Diversion Programs for First Time Offenders in Utah

Interviewer: If someone were to be in the program, like a diversionary program and they’re a first time offender, would that case be dismissed or would it be taken off the record?

Matthew Nebeker: Yeah.  I had a case like that recently.  It was a diversion program.  My client participated in the local diversion program and he had to plead guilty to a reduced charge.  Some of the other charges were dismissed. They schedule the hearing out 18 months.  During that 18-month period, he followed all the rules, he paid his fines and the most important thing is, he completed his counseling and completed the treatment.

The treatment provider signed off and said, “Yes, he did everything that we asked him.  He participated.  He engaged in the treatment.  We think that he no longer has a serious drug issue or a drug problem.” Because of that, the prosecution followed through with their terms and they dismissed the charge against him.  Now, he went and was able to pull his record from the Bureau of Criminal Identification here in Utah.

Drug Related Charges can be Dismissed upon Completion of a Drug Diversion Program

It showed an arrest for a felony level drug charges but it would show that the charges were dismissed.  I think that would be good on anyone’s record, if you’re charged with something that ultimately the charges were dismissed. That was still on his record.  He would have to take another step and get that whole thing expunged, so it didn’t show at all.  But the charges were dismissed for the completion of the drug diversion program.

The Process of Probation for Drug Related Offenders in Utah

Interviewer: Where does probation come into all this?

Matthew Nebeker: On those cases where they don’t qualify for a diversion or a drug court program, they have to enter into some other kind of negotiation or have a trial and have been convicted.  I usually see that a lot where it might be a person’s second or third time in the system with new charges. Say, like it’s their third drug possession charge for methamphetamine, they don’t qualify to get into any other programs so their case either has to be go to trial – we would always request a jury trial in that circumstance.  Or it has to be some kind of negotiation, maybe they plead one count of possession or use and the other two are dismissed or something like that.

Judges usually sentence a Defendant to Formal Probation which entails a Probation Officer

Then depending on what the charge is, the judge will sentence them and put them on probation. That means that they have a probation officer, someone that they have to check in with every month or is that probation officer wants to drop in unexpectedly to where they live or where they work and check on him, that’s what they would have. That’s probation with the probation officer.  That would usually entail going through treatment.  There would be a treatment component of that.  Usually probation will help find the best place to do that.

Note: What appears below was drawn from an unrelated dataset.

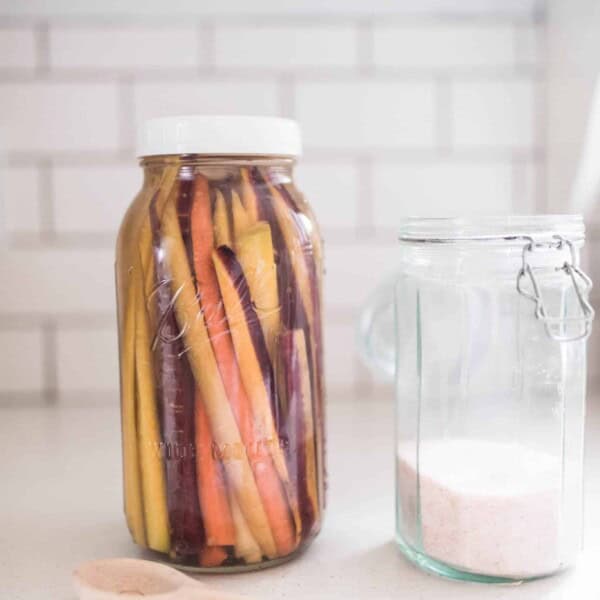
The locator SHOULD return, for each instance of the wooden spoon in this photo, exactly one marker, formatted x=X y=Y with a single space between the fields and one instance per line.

Sometimes Jail Time is included in a Sentence of Probation

Sometimes, there could be some jail time.  A lot of times you see anywhere from the minimum is 30 days in jail up to six months, a year on some cases, instead of prison.  On the really serious offenses where they have been given two or three other chances in the system, sometimes the judges would just send them to prison. Of course, there won’t be any probation there.  It would usually last about 18 months to 36 months to demonstrate that they’re getting their treatment that they paid their fines and they’re not engaged in that kind of activity anymore.